Does the financial news have you gripping for the “Tums” lately? It’s almost impossible to dodge the recent chatter, as current stock market volatility has the talking heads spinning. The global credit crunch and slumping real estate market have had a far reaching impact on the global markets in the short run. Clearly, none of us enjoy seeing indexes plummet (except for investors trying to short the market). But, when stocks slide south, “panic and sell” is not the right strategy. In fact, it’s completely irrational.
Look, nobody said investing in stocks was a walk in the park. If you want a “worry free” T-bill experience, then you deserve to get T-bill returns. As investors, we get compensated for taking risks. That is why they call it a “risk premium”.
Short term market gyrations are just part of the deal and markets usually snap back in a matter of time. If you cash out when the markets dip and sit on the sidelines for the “right time” to get back in, you will likely miss out on critical potential growth. The fact is, large market gains can come in quick and unpredictable spurts. Missing just a few days of strong market returns will substantially erode your long term performance as depicted in the chart that follows.
(Source: Dimensional Fund Advisors)
There is no possible way that you can foretell these market events, which is why we are strong believers in a passive investment strategy. Daily market returns are completely random. The worst market day in our recent history was October 19th, 1987 (Black Monday). If you were an investor back then who panicked and retreated to cash, you would have missed the best single day following that event on October 21st, just two days later.
The most important defense you have right now, and always, is a sound portfolio design and patience. Emotions have no room in investing. If you have a properly structured portfolio, market corrections and economic disruptions become irrelevant. However, if the market volatility is keeping you up at night, then my friend, you are in the wrong portfolio.
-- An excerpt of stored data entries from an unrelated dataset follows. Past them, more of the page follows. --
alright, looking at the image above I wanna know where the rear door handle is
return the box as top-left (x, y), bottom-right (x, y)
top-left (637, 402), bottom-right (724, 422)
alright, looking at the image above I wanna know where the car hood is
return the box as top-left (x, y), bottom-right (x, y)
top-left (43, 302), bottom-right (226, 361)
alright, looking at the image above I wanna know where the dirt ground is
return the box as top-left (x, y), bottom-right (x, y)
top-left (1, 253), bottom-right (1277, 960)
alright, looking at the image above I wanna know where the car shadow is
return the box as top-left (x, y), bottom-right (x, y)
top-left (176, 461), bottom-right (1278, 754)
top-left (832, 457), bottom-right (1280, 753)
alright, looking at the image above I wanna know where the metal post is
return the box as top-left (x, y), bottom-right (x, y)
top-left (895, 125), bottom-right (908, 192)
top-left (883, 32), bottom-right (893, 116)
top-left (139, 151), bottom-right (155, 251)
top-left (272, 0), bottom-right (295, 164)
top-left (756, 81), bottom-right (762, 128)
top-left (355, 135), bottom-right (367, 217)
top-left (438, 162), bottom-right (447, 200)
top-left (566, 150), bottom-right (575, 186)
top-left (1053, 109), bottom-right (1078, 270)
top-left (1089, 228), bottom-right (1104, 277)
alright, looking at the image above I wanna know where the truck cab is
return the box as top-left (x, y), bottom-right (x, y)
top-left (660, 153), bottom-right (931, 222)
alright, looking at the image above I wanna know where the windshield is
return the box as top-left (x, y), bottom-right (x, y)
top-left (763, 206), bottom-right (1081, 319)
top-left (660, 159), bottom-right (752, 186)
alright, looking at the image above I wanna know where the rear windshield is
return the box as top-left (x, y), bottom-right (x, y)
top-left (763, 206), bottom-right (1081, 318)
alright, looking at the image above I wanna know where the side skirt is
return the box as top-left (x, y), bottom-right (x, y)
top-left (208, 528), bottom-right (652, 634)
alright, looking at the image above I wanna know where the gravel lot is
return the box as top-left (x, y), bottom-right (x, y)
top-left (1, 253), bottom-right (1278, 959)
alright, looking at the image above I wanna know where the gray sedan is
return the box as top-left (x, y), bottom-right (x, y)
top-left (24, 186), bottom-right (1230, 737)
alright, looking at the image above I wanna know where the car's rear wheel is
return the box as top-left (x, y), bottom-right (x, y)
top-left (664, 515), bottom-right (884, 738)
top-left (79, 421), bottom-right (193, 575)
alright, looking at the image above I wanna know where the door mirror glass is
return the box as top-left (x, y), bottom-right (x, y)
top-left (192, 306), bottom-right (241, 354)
Market uncertainty is the best scenario to gauge your true risk tolerance. If Tylenol PM became your best friend during the last few weeks because the volatility kept you awake at night, I might suggest you re-asses your portfolio and scale back on the risk.
So, let’s keep things in perspective. The US economy is not falling apart and it should weather the issues going on in the credit markets. Remember that risk is natural part of investing and market corrections are all part of normal market cycles. Without either, we would not be adequately compensated for our investments. For several consecutive years now, we have all enjoyed the upside of that same risk.
In summary, short term performance can really test your commitment to your investment plan. But, it’s in times like this that investors have to keep an even keel. Investing in equities will reward investors who keep a long term outlook, and bailing out when the going gets tough is simply the worst thing you could do to yourself.
Investing in equities involves a serious principal risk, and no assurance can be given that the techniques described here will be successful. Returns vary and you may have a gain or loss when you sell your shares. Past performance is no guarantee of future results. Index returns shown are historical and include the change in share price, reinvestment of dividends, and capital gains. Indexes are unmanaged and do not reflect the impact of transaction costs. Transaction costs would have reduced the total returns.
International investments, especially those in emerging markets, entail greater risks (as well as greater potential rewards) than U.S. investing. These risks include political and economic uncertainties of foreign countries, as well as the risk of currency fluctuations. These risks are magnified in countries with emerging markets, since these countries may have relatively unstable governments and less-established markets and economies.